Or if they’re like a few people I know…whose critical thinking skills are “parrot opinions from someone who I think is almost as smart as me (according to me) because I exclusively listen to them”
Comment on America's Smartest Man Finds Something Interesting
SpatchyIsOnline@lemmy.world 3 months ago
“Critical thinking skills only count if they’re MY critical thinking skills” do they not see the irony?
Thebeardedsinglemalt@lemmy.world 3 months ago
UnderpantsWeevil@lemmy.world 3 months ago
There is a baseline assumption that “logical thinking” means everyone reaches the same conclusions.
Grayox@lemmy.ml 3 months ago
It largely depends on what lense you parse your logic through, if its the lense of accumulating wealth and power you will almost always reach the same conclusion, the same if you use dialectical Materialism you will almost always reach yhe same conclusion. And in each instance you wont be able to understand how others can’t see the truths that are burning into your retinas, seemingly unavoidable.

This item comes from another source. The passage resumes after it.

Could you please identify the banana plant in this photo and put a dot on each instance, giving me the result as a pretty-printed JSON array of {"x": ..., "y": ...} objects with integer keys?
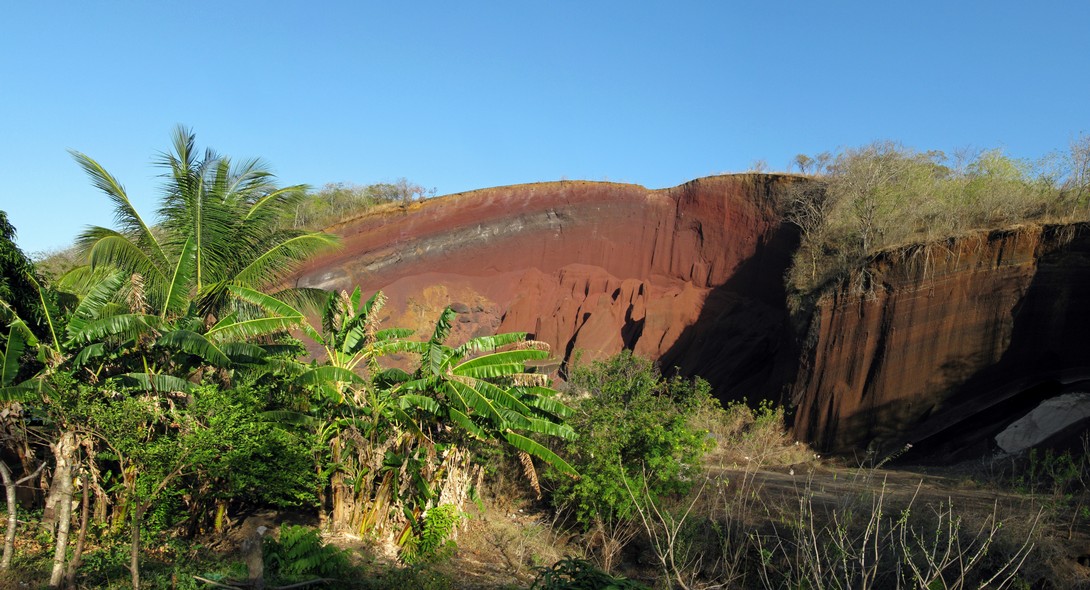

UnderpantsWeevil@lemmy.world 3 months ago
Material and historical conditions vary widely. Dialectical Materialism exists to synthesize solutions to a variety of contradictions. Stalin, Mao, and Tito reached some very different conclusions, despite growing up during the same international conflagration. Subsequent leftist revolutionaries - from Che to Chavez, had their own takes on the best path forward. A lot of leftist infighting can be attributed to these differences in baseline material condition.
A relatively wealthy leftist living in the imperial core is going to have this sense of living in a post-scarcity world with a relatively liberal social order, while a Philippian labor organizer is going to be struggling just to survive while the state’s brutal police forces actively hunt them. Chinese communists and Vietnamese communists have a very acrimonious history together and are easily pitted against one another by European industrialists. And coalition building between northern Indian communist farmers and the Kashmiri neighbors who they are in economic competition with is extremely difficult.
While you can always talk about the straight hyper-moral correct positions, they don’t always lend themselves to the physical labor involved in building local movements or the historical biases native to your region.
One big take away of dialectical materialism is that outcomes aren’t clear and conclusions aren’t certain. You always need to try things, anticipate failure, and move forward from there. You can’t trap yourself in rigid ideology or you’ll find that ideology used against you as soon as capitalist leadership can adopt that rhetoric.